Wanneer een nieuw meisje, de
Belgische Micheline, aankomt en meteen haar belangstelling voor X toont, laat X
zich deze aandacht welgevallen: ‘Als ze me omhelsde, en ik liet dat toe, voelde
ik haar sterke, gezonde lichaam tegen me aan.’ (62) Zo ernstig en zwaarmoedig en
ongenaakbaar Frédérique is, zo oppervlakkig en vrolijk en fysiek is Micheline.
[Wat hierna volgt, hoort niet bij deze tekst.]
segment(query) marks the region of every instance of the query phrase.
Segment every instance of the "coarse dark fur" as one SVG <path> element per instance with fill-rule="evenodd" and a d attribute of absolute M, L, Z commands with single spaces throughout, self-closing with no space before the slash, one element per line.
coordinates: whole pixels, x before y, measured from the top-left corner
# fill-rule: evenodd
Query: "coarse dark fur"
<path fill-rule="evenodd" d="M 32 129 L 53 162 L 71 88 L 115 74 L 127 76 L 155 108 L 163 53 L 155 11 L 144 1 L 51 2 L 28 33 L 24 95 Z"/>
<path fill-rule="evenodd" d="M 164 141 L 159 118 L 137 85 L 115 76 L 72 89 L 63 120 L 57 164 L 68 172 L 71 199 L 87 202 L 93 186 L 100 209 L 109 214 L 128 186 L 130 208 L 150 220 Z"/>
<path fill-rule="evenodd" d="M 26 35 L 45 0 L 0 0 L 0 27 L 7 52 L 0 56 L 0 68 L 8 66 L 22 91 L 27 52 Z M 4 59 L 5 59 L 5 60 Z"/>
X verwaarloost haar vriendschap
met Frédérique. Ze krijgt daar vlug spijt van, maar Frédérique bewaart trots de
afstand die tussen hen beiden is ontstaan. Wanneer haar vader sterft, zegt
Frédérique na zijn begrafenis niet te zullen terugkeren naar de kostschool. X
verklaart haar haar liefde maar het is te laat: ‘Ik was kwijt wat ik in mijn
leven het belangrijkst had gevonden’ (66). Onmiddellijk daarna heeft Jaeggy het
over ‘de idyllische en wanhopige tijd van het volwassen worden’ (66). Met de
verdwijning van Frédérique gaat Arcadië teloor, ook al was het een ‘Arcadië van
ziekelijkheid’ (5). Dat het paradijs grondig moet teloorgaan, blijkt wanneer
later in het verhaal blijkt dat de kostschool, die eeuwig leek te zullen
bestaan, afgebroken is.
X weet dat ze haar vriendin
definitief kwijt is. Ze krijgt bij het afscheid nog een briefje toegespeeld dat
ze leest terwijl het treintje uit het station wegrijdt: ‘In de laatste regel
omhelsde ze met genegenheid’ (67). Een omhelzing, dan toch, maar het is er een
in woorden. Dat die woorden zijn neergeschreven in Frédériques fraaie
handschrift, waarvan X de nabootsing inmiddels heeft geperfectioneerd, vermag
de pil niet te vergulden.
Toch zal X Frédérique nog eens
terugzien. ‘Bij toeval.’ (89) Het kan niet erg lang na het afscheid zijn want
Frédérique is nu twintig. Ze leeft in barre omstandigheden op een koud kamertje
in Parijs, onthecht maar toch waardig, als deed ze ‘een spirituele, esthetische
oefening’. En dan, onmiddellijk daarop, een doordenker: ‘Alleen een estheet kan
alles opgeven.’ Frédérique zegt dat ze met de doden praat. ‘Haar halsslagader
klopte.’ (92)
Nog een allerlaatste keer ziet X
Frédérique terug. Deze keer durft ze het wel: ‘Ik pak haar hand.’ (101) Maar
het is te laat, de afstand is niet meer te overbruggen.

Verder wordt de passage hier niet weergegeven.